- Born: Timothy George Hawarden 24 December 1943 Mossel Bay, Cape Province, South Africa
- Died: 10 November 2009 (aged 65) Edinburgh, Scotland
- Education: University of Natal (Bsc); University of Cape Town (MSc, PhD);
- Known for: Passive cooling of space telescopes
- Spouse: Frances Shaw ​(m. 1983)​
- Children: 2
- Awards: NASA Exceptional Technology Achievement Medal (2010)
- Scientific career
- Fields: Astrophysics
- Workplaces: Royal Observatory, Cape of Good Hope; South African Astronomical Observatory; Siding Spring Observatory; Royal Observatory, Edinburgh; Joint Astronomy Centre, Hawaii;
- Thesis: Old Southern Open Clusters (1975)
- Doctoral advisor: Brian Warner

= Tim Hawarden =

South African astrophysicist

Timothy George Hawarden (24 December 1943 – 10 November 2009) was a South African astrophysicist known for his pioneering work on passive cooling techniques for space telescopes for which he won NASA's Exceptional Technology Achievement Medal.

== Biography ==
Hawarden was born in Mossel Bay, Cape Province, South Africa. He graduated from the University of Natal in 1966 with a BSc in Physics and Applied Mathematics, and then graduated from the University of Cape Town with an MSc in Astronomy 1970 and then a PhD in 1975 on old open clusters. While undertaking his PhD he worked as an optical astronomer at the Royal Observatory, Cape of Good Hope and then from 1972 as the Deputy Head of the Photometry Department at the South African Astronomical Observatory in Cape Town. In 1975 he worked as the Deputy Astronomer-in-Charge of the UK Schmidt Telescope at the Siding Spring Observatory in New South Wales, Australia.

In 1978 he moved to work at the Royal Observatory in Edinburgh, Scotland, from which he was based for the rest of his career. In 1981 he began working on the United Kingdom Infrared Telescope in Hawaii. In 1987 he moved to Hawaii and led the telescope's ambitious upgrades programme throughout the 1990s. He returned to Edinburgh in 2001 and became the UK Astronomy Technology Centre Project Scientist developing extremely large telescopes (ELT) before retiring in 2006 to care for his wife Frances. He remained active in the field of astronomy until his sudden death in Edinburgh in 2009.

== Passive cooling of space telescopes ==
Hawarden was involved in the development of the Infrared Space Observatory as the Co-Investigator for the infrared camera (ISOCAM) but he considered the cryogenic cooling system "horrendously complicated". The dependency of infrared space telescopes on cryogenic cooling limited the telescope's lifespan as well as adding significant weight.
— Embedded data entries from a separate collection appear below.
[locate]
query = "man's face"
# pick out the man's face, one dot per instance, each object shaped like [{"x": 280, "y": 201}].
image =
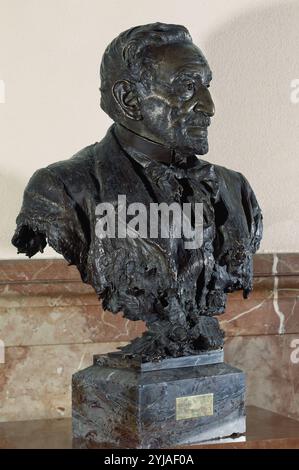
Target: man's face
[{"x": 176, "y": 105}]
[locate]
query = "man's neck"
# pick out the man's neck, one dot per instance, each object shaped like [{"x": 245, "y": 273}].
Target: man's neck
[{"x": 152, "y": 150}]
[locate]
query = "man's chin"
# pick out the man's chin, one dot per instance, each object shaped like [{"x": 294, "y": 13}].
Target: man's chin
[{"x": 199, "y": 147}]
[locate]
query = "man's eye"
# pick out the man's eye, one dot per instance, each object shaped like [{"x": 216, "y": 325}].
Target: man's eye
[{"x": 190, "y": 86}]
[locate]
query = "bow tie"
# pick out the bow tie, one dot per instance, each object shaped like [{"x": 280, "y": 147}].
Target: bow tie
[{"x": 199, "y": 174}]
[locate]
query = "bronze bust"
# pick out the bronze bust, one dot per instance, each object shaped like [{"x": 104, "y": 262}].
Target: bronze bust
[{"x": 155, "y": 86}]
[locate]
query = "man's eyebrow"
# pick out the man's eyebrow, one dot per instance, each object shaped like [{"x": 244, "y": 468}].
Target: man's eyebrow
[{"x": 188, "y": 72}]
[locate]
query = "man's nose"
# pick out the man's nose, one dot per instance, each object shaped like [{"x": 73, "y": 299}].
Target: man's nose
[{"x": 204, "y": 103}]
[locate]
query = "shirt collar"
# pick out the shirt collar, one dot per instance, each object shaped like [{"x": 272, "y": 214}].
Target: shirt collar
[{"x": 142, "y": 149}]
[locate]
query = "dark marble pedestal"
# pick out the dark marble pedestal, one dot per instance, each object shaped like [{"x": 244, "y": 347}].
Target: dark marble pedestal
[{"x": 122, "y": 403}]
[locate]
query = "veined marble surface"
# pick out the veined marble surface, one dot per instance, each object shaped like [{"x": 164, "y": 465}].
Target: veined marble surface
[{"x": 52, "y": 324}]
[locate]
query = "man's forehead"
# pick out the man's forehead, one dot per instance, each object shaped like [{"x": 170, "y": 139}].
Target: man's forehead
[{"x": 172, "y": 59}]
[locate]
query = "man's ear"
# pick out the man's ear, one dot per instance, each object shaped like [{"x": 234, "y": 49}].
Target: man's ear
[{"x": 125, "y": 95}]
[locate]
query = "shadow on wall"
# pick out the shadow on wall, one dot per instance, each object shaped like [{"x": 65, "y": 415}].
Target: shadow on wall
[
  {"x": 254, "y": 58},
  {"x": 11, "y": 193}
]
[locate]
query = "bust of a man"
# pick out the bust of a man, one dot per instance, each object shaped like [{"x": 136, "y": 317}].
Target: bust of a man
[{"x": 155, "y": 86}]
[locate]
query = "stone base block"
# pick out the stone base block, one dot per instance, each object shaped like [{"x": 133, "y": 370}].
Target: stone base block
[{"x": 118, "y": 406}]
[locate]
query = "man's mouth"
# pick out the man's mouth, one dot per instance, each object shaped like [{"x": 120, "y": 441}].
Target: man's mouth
[{"x": 198, "y": 130}]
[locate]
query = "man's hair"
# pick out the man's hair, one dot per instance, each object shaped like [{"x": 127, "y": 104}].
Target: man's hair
[{"x": 127, "y": 57}]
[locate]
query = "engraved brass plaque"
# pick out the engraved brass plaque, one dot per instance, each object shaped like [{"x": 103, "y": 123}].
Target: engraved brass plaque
[{"x": 194, "y": 406}]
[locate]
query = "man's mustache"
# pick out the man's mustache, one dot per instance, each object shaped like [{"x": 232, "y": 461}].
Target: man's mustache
[{"x": 201, "y": 121}]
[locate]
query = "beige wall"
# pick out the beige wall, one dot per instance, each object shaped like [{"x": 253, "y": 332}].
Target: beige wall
[{"x": 49, "y": 57}]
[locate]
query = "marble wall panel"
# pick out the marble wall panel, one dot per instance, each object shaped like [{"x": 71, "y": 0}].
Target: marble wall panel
[
  {"x": 272, "y": 375},
  {"x": 35, "y": 381}
]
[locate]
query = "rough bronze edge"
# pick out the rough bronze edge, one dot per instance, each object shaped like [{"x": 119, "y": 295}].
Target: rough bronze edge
[{"x": 57, "y": 270}]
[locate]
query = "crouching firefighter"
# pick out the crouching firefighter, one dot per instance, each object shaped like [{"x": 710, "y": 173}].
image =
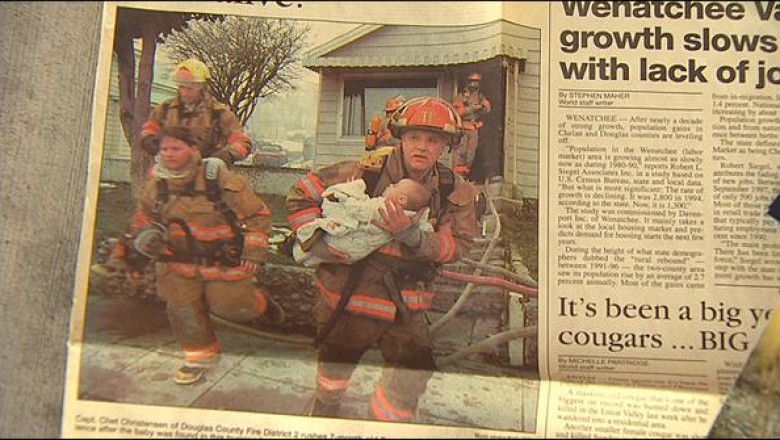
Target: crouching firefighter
[
  {"x": 381, "y": 298},
  {"x": 207, "y": 233}
]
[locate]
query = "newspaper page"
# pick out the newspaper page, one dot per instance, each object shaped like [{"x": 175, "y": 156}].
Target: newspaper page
[
  {"x": 750, "y": 409},
  {"x": 624, "y": 266}
]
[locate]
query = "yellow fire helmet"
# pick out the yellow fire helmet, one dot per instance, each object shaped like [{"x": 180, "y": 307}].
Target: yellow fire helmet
[{"x": 191, "y": 71}]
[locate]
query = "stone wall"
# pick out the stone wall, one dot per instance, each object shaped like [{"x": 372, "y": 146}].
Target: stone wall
[{"x": 269, "y": 180}]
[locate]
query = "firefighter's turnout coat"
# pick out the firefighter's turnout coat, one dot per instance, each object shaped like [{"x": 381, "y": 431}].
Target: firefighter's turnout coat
[
  {"x": 214, "y": 123},
  {"x": 191, "y": 274},
  {"x": 372, "y": 314}
]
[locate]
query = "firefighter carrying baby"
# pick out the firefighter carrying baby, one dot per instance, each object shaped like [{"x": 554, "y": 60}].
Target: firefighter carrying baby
[{"x": 381, "y": 298}]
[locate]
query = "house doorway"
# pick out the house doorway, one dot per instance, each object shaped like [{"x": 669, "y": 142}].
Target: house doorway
[{"x": 489, "y": 158}]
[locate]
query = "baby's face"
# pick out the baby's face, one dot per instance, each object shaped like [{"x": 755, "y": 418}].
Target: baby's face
[{"x": 408, "y": 194}]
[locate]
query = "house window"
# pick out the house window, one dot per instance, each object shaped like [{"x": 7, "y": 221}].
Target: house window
[{"x": 364, "y": 99}]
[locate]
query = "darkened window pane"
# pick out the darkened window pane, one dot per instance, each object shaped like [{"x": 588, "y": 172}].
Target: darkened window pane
[{"x": 366, "y": 98}]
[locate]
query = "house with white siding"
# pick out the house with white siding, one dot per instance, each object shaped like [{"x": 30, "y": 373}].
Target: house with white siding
[{"x": 360, "y": 69}]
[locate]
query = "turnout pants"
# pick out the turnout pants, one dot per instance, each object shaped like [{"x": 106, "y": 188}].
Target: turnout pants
[
  {"x": 404, "y": 345},
  {"x": 189, "y": 301}
]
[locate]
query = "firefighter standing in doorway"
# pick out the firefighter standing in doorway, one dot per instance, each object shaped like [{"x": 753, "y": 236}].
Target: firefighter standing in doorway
[
  {"x": 471, "y": 105},
  {"x": 207, "y": 233},
  {"x": 194, "y": 107},
  {"x": 381, "y": 298},
  {"x": 379, "y": 134}
]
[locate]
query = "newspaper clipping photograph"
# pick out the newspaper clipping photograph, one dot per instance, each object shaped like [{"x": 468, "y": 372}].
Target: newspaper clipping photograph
[{"x": 425, "y": 219}]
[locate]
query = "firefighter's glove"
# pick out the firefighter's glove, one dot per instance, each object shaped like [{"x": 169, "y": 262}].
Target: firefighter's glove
[
  {"x": 398, "y": 224},
  {"x": 150, "y": 241},
  {"x": 151, "y": 145},
  {"x": 250, "y": 266}
]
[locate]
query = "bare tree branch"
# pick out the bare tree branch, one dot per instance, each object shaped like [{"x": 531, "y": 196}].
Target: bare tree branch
[{"x": 249, "y": 58}]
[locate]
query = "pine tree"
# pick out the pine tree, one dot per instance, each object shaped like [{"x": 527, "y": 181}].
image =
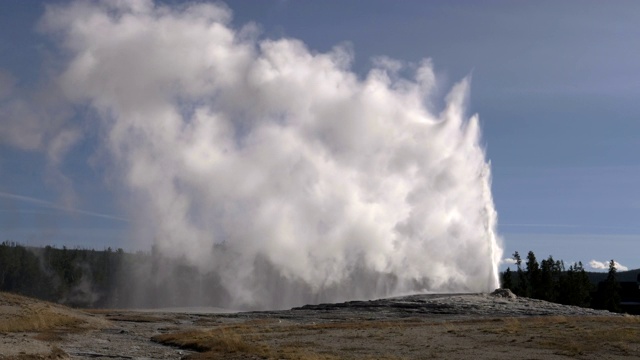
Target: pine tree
[
  {"x": 507, "y": 281},
  {"x": 612, "y": 289},
  {"x": 533, "y": 275}
]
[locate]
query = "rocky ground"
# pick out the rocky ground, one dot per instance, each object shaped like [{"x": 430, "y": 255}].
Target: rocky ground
[{"x": 446, "y": 326}]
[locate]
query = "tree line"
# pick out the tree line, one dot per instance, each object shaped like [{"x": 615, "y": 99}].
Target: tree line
[
  {"x": 115, "y": 278},
  {"x": 105, "y": 278},
  {"x": 550, "y": 280}
]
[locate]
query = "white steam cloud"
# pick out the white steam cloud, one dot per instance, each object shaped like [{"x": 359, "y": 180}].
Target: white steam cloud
[
  {"x": 236, "y": 152},
  {"x": 604, "y": 265}
]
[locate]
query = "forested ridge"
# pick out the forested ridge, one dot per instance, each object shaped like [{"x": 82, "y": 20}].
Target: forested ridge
[
  {"x": 551, "y": 280},
  {"x": 117, "y": 279},
  {"x": 104, "y": 278}
]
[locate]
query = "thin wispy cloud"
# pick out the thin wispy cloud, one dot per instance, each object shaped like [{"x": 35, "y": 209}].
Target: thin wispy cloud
[
  {"x": 603, "y": 265},
  {"x": 50, "y": 205}
]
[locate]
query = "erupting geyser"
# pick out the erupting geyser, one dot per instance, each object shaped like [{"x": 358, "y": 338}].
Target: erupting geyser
[{"x": 277, "y": 167}]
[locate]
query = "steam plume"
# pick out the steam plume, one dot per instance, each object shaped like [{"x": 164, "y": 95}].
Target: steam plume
[{"x": 275, "y": 166}]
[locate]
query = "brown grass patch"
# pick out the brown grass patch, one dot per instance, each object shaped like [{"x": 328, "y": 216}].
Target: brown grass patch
[
  {"x": 55, "y": 354},
  {"x": 23, "y": 314}
]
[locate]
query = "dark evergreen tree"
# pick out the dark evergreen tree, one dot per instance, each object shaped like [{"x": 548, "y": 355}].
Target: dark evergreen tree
[
  {"x": 533, "y": 276},
  {"x": 611, "y": 289},
  {"x": 507, "y": 280},
  {"x": 520, "y": 288}
]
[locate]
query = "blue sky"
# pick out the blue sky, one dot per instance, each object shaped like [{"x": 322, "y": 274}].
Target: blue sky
[{"x": 556, "y": 86}]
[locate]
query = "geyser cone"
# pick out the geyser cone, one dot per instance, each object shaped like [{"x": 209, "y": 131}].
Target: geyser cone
[{"x": 275, "y": 167}]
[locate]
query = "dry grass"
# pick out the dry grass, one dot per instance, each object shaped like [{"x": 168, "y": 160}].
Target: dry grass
[
  {"x": 22, "y": 314},
  {"x": 55, "y": 354}
]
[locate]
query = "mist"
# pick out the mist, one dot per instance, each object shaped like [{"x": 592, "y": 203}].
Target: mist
[{"x": 276, "y": 167}]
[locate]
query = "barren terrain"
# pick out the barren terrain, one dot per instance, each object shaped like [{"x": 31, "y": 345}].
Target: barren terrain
[{"x": 436, "y": 326}]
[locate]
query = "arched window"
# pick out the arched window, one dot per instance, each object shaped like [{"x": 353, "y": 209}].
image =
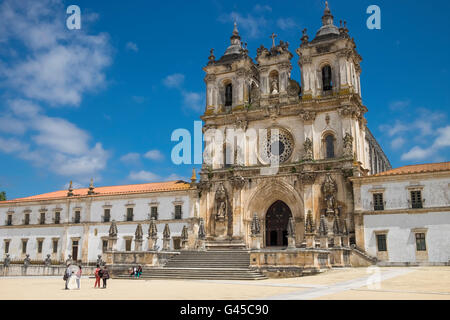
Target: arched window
[
  {"x": 326, "y": 78},
  {"x": 228, "y": 95},
  {"x": 329, "y": 144}
]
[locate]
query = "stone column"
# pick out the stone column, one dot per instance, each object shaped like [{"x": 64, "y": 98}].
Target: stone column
[{"x": 166, "y": 238}]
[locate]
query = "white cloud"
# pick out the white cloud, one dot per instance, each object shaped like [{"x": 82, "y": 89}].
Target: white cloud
[
  {"x": 132, "y": 46},
  {"x": 397, "y": 143},
  {"x": 174, "y": 80},
  {"x": 131, "y": 157},
  {"x": 145, "y": 176},
  {"x": 58, "y": 66},
  {"x": 154, "y": 155},
  {"x": 286, "y": 23},
  {"x": 194, "y": 100}
]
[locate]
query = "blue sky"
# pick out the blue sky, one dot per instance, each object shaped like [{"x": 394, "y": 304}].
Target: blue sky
[{"x": 103, "y": 101}]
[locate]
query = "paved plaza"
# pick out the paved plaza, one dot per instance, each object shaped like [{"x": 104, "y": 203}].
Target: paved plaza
[{"x": 353, "y": 283}]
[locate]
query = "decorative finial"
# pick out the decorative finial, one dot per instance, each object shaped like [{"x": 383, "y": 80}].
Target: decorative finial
[
  {"x": 194, "y": 176},
  {"x": 273, "y": 36},
  {"x": 70, "y": 193},
  {"x": 91, "y": 187}
]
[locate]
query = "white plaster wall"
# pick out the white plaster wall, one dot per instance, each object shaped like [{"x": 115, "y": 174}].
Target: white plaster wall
[
  {"x": 396, "y": 194},
  {"x": 401, "y": 243}
]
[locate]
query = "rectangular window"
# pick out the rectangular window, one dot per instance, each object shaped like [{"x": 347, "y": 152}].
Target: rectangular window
[
  {"x": 128, "y": 244},
  {"x": 57, "y": 217},
  {"x": 178, "y": 213},
  {"x": 104, "y": 245},
  {"x": 24, "y": 246},
  {"x": 154, "y": 213},
  {"x": 129, "y": 214},
  {"x": 420, "y": 242},
  {"x": 378, "y": 204},
  {"x": 77, "y": 216},
  {"x": 107, "y": 215},
  {"x": 416, "y": 199},
  {"x": 42, "y": 219},
  {"x": 381, "y": 242}
]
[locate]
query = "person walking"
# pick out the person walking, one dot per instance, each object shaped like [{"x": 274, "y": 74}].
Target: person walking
[
  {"x": 67, "y": 275},
  {"x": 105, "y": 276},
  {"x": 79, "y": 272},
  {"x": 97, "y": 274}
]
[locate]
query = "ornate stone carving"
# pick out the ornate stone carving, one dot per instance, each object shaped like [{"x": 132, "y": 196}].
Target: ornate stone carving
[
  {"x": 256, "y": 225},
  {"x": 291, "y": 227},
  {"x": 138, "y": 235},
  {"x": 27, "y": 261},
  {"x": 166, "y": 232},
  {"x": 348, "y": 145},
  {"x": 48, "y": 261},
  {"x": 308, "y": 177},
  {"x": 201, "y": 230},
  {"x": 221, "y": 203},
  {"x": 293, "y": 88},
  {"x": 308, "y": 115},
  {"x": 308, "y": 146},
  {"x": 7, "y": 261},
  {"x": 100, "y": 261},
  {"x": 238, "y": 182},
  {"x": 323, "y": 228},
  {"x": 309, "y": 224},
  {"x": 152, "y": 231},
  {"x": 329, "y": 191},
  {"x": 113, "y": 230},
  {"x": 184, "y": 234}
]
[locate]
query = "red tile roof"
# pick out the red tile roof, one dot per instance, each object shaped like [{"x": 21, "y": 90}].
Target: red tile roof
[
  {"x": 111, "y": 190},
  {"x": 418, "y": 168}
]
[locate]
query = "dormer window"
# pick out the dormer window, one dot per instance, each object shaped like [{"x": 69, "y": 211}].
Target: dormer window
[
  {"x": 228, "y": 95},
  {"x": 326, "y": 78}
]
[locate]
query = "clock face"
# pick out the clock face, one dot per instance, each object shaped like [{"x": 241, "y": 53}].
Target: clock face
[{"x": 278, "y": 147}]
In the early 1980s Hawarden began developing the idea of using passive cooling for infrared space telescopes through a combination of radiators, sunshields, and by locating the telescope further from Earth. Having a telescope orbit the Sun–Earth L_{2} Lagrange point enables the sunshield to shelter the telescope from the radiant heat of the Sun, the Earth, and the Moon. A passively cooled telescope is significantly lighter and permits much larger optics and instruments.

In 1989 Hawarden proposed such a telescope, the Passively Cooled Orbiting Infrared Observatory Telescope (POIROT) to the European Space Agency but the design was rejected. In 1991 Hawarden and Harley Thronson proposed a similar design to NASA for the Edison project but the proposal was also rejected. The ideas continued to face resistance though some passive cooling was incorporated into the design of the 0.85 m diameter Spitzer Space Telescope launched in 2003. The ideas were later adopted in full for the 6.5 m diameter James Webb Space Telescope launched in 2021.

In 2010 Hawarden was posthumously awarded the NASA Exceptional Technology Achievement Medal for his work on passive cooling techniques, the award citing "the breakthrough concepts that made possible the James Webb Space Telescope and its successors". The award was accepted on behalf of Hawarden's widow Frances by the Nobel-laureate physicist John C. Mather.